March 2022

Local News

The Fentanyl Epidemic Hits Santa Cruz

by suki wessling

“My son did not want to die, I know that,” Véniel says. “Most of the people who take it don’t want to die. They’re being murdered.”

The Fentanyl Epidemic Hits Santa Cruz

  • Fentanyl overdoses mainly happen to homeless drug addicts
  • Fentanyl overdoses happen to people who knew they were taking a dangerous substance
  • Opioid abuse isn’t as big a problem in Santa Cruz County as methamphetamines

If you answered “true” to any of those myths, it’s not surprising. Most parents in Santa Cruz have no idea of the crisis that has been happening quietly behind the front doors of homes from Pajaro to SLV. Most parents have no idea that while significant progress has been made with opioid addicts from the last wave (largely older adults who got hooked on legal prescription drugs), a new crisis has hit our younger population.

Growing Up hopes that you will read this article and the accompanying resources to understand what is happening, and then take steps to protect those around you.

A sudden, steep rise
Young people in Santa Cruz are dying in a wave of fentanyl-laced street drugs in never-before-seen numbers. Between Jan. 2020 and Sept. 2021, four teens and 10 people in their twenties died—mostly in private homes spread all around the county. Since September, families report several more teen/young adult deaths as yet uncompiled by the county. Though that number is still dwarfed by the number of middle-aged, mostly white male victims, it is an alarming and steep rise from a time when fentanyl was only an issue for hardcore users.

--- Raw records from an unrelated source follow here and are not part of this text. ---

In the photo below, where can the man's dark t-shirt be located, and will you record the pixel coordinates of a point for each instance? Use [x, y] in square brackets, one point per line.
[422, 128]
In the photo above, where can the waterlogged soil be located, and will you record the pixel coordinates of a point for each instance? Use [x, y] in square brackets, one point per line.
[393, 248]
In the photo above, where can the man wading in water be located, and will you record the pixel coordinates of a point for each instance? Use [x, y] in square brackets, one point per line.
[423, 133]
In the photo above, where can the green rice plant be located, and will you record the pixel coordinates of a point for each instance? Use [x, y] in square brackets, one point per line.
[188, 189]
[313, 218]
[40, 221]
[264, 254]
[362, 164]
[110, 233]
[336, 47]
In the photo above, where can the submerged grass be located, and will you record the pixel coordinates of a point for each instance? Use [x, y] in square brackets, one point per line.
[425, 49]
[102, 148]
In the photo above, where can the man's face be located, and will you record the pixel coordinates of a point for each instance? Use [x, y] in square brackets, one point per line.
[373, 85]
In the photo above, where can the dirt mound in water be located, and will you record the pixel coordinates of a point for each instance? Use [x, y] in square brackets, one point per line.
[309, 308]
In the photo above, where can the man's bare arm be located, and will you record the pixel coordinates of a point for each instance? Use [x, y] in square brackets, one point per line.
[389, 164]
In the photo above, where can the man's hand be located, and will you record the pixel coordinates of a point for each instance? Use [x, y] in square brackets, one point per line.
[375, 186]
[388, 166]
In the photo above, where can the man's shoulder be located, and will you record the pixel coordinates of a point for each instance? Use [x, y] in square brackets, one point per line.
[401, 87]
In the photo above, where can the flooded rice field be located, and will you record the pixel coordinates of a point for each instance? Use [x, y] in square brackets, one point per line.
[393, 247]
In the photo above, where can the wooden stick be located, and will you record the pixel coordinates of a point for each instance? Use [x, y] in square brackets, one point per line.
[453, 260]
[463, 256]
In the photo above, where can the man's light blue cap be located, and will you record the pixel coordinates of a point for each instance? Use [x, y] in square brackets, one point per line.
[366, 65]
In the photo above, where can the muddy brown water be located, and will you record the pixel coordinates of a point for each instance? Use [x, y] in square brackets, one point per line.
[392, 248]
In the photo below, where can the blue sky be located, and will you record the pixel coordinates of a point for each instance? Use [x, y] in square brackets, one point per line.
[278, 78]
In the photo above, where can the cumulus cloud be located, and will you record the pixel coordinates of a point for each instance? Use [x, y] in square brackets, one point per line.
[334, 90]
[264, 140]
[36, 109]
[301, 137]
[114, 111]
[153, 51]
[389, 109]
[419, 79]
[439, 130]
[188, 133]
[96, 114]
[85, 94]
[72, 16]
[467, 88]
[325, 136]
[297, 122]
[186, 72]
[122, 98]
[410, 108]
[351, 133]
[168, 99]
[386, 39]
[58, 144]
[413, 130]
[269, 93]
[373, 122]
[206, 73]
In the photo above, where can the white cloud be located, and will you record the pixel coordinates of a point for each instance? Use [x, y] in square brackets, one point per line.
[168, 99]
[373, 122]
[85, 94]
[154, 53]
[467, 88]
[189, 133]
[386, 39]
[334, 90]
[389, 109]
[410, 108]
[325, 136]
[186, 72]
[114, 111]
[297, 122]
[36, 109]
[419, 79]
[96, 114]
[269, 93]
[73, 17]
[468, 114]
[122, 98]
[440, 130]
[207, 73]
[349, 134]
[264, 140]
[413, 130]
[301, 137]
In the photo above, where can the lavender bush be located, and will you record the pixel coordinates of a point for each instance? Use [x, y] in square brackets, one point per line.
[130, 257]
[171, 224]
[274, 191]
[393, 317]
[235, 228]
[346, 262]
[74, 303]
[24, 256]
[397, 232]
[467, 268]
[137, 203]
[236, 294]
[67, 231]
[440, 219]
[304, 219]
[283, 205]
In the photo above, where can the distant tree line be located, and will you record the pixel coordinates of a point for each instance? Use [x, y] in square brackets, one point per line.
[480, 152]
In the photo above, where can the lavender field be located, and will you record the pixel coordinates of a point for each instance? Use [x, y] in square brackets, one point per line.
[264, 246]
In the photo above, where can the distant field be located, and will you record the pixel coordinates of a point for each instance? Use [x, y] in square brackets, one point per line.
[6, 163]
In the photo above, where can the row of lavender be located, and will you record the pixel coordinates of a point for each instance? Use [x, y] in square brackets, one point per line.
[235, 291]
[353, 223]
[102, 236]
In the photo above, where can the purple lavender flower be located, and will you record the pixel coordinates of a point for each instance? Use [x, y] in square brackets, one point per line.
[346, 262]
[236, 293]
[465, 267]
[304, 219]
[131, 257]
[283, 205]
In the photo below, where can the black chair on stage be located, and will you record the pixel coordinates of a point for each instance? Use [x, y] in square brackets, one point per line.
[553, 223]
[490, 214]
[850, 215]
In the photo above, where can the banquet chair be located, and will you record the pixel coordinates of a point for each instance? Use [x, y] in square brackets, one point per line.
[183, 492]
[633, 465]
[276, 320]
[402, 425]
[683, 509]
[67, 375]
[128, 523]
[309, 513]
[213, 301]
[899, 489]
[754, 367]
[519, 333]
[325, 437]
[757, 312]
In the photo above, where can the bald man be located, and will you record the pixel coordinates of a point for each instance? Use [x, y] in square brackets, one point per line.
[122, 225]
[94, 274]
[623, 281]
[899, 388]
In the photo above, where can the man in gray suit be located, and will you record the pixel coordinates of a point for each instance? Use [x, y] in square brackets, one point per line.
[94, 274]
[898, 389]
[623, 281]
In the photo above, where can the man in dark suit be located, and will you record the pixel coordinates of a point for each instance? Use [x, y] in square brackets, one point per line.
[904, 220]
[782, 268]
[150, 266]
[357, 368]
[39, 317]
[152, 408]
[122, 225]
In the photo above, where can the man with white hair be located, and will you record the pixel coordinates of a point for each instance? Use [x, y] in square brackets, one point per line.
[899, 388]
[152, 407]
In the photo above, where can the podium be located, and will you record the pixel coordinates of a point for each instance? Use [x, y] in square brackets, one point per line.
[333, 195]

“When we started in 2015, the majority of the opioid epidemic was prescription-related opioids, so that was somewhat of a more manageable problem,” says Rita Hewitt, Program Manager of SafeRx, which partners with the County to address addiction and treatment.

Hewitt, who has lost four friends to the current epidemic, says that methamphetamines were a bigger problem in the past, but epidemiologists saw the wave coming, and now that wave is cresting. The combination of isolation caused by the pandemic, inadequate mental health resources for young people, and sudden availability of cheap narcotics flooding in from Mexico is causing drug treatment whiplash for everyone involved in policy in our county, from the sheriff’s department to treatment counswelors.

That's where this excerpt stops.